Microsoft SQL Server is Microsoft’s relational database management system. Microsoft’s own history timeline records that on May 3, 1989, “Microsoft and Ashton-Tate announce the shipment of the Microsoft SQL Server 1.0,” describing it as “a powerful, relational database server for PC-based Local Area Networks (LANs)” and noting that “the product is the result of a joint development effort of Ashton-Tate, Microsoft, and Sybase.”
A history written by a member of the SQL Server team and preserved in Microsoft’s documentation archive fills in the lineage. In 1987 Microsoft and Sybase began a partnership to build and sell a database system based on Sybase’s DataServer product, with Sybase holding rights on Unix and minicomputer platforms and Microsoft holding rights on OS/2 and other Microsoft operating systems. The first OS/2 version shipped in 1989 as Ashton-Tate/Microsoft SQL Server, and after the Ashton-Tate partnership ended it became simply Microsoft SQL Server. The same account explains that Microsoft built its Windows NT version on the stable 4.2 code base while Sybase pursued a separate System 10 line, and that in 1994 the partnership was dissolved so each company could take its product in its own direction.
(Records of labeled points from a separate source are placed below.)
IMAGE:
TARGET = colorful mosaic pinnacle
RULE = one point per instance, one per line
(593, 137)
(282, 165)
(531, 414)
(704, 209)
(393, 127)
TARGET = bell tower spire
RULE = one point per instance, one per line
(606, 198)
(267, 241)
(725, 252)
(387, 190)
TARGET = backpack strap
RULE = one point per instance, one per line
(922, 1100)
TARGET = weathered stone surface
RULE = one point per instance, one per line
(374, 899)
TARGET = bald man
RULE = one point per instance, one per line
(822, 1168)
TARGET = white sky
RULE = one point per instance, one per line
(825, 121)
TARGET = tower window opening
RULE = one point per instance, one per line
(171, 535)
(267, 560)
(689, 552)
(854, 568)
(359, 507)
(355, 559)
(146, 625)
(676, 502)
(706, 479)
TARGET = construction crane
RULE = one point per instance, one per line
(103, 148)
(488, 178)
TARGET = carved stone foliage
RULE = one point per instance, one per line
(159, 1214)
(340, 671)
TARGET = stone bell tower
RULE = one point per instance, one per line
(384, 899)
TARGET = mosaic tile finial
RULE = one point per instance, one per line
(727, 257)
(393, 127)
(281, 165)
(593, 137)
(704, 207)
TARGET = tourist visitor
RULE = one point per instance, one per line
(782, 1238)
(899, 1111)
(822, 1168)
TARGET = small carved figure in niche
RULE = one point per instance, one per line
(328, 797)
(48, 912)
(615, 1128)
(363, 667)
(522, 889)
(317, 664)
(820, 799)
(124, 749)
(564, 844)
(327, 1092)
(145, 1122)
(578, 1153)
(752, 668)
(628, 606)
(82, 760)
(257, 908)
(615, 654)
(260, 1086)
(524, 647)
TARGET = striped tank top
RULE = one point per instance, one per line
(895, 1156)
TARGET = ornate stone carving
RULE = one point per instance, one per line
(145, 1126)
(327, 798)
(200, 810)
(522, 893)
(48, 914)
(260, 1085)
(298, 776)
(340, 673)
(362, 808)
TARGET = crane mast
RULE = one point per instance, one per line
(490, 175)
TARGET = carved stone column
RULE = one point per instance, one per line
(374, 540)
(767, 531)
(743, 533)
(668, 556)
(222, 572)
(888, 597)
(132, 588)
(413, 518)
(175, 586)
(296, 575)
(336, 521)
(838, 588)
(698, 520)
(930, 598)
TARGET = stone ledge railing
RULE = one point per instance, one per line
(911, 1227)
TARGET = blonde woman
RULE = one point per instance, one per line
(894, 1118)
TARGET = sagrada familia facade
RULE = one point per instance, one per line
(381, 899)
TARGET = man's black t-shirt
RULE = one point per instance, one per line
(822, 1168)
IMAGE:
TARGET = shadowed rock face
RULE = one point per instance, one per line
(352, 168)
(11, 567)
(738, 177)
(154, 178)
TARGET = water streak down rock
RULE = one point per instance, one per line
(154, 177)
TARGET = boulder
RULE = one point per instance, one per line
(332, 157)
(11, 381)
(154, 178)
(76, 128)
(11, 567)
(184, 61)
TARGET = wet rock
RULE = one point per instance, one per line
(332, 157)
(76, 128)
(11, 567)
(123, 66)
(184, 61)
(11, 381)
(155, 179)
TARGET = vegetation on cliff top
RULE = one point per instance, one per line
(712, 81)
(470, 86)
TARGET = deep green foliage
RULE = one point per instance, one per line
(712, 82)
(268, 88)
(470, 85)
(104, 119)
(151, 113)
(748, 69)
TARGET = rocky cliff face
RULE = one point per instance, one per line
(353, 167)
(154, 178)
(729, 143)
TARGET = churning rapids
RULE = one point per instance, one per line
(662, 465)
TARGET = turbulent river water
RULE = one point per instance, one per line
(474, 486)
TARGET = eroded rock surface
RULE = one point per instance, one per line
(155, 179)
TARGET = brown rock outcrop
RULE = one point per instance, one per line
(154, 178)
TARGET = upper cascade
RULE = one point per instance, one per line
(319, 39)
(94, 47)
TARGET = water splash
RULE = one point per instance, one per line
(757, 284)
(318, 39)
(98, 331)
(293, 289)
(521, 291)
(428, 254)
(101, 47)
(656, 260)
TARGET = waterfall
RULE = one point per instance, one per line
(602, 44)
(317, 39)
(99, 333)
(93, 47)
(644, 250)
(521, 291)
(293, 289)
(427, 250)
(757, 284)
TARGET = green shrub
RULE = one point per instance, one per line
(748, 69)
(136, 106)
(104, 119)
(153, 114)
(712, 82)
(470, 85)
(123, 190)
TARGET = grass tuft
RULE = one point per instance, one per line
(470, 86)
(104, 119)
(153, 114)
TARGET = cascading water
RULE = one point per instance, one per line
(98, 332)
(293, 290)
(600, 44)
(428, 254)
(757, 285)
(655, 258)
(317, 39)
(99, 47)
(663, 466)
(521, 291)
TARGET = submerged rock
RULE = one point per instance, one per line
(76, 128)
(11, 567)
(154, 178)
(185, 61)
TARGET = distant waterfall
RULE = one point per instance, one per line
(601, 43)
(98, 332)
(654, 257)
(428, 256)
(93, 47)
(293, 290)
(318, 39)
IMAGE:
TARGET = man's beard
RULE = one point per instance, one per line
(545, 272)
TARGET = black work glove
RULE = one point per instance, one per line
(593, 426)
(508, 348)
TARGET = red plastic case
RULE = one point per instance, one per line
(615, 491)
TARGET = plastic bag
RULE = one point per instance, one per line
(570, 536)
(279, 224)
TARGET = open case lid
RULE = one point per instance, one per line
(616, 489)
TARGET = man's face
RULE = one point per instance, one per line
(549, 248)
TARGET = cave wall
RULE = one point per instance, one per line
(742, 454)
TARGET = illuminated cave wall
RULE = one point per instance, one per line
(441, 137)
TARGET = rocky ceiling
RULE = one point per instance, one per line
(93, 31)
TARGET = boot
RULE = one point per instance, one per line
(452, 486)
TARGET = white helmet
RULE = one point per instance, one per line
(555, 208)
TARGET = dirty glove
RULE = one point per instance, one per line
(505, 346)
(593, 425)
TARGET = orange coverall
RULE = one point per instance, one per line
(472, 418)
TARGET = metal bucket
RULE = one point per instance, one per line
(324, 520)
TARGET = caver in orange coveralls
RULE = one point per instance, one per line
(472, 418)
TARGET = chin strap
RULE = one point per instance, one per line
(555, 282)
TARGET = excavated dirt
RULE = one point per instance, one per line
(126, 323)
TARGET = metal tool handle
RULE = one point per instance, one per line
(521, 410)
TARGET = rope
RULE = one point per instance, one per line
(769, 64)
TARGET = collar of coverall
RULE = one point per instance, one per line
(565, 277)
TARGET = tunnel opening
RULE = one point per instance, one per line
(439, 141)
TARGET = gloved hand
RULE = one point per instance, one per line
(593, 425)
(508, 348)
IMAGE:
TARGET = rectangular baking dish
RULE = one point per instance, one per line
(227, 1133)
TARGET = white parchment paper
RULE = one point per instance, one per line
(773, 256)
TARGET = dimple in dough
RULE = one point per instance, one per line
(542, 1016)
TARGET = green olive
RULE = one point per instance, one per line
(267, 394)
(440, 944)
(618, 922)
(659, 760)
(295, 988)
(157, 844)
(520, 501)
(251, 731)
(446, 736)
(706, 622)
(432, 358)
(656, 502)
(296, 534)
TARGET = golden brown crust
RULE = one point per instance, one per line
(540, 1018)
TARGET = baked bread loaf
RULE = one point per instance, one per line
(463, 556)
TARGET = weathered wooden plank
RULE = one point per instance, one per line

From SQL Server 6.0 and 6.5 onward Microsoft rewrote and replaced large parts of the original code, and with SQL Server 7.0 (released around 1998 to 1999) it rebuilt the database engine, query processor, and storage engine. Today Microsoft’s documentation describes SQL Server in editions such as Enterprise, Standard, and the free Express, aimed at workloads ranging from small single-machine applications to large mission-critical systems.
Note on dates: this entry uses the May 3, 1989 announcement date recorded in Microsoft’s own history timeline for the shipment of SQL Server 1.0.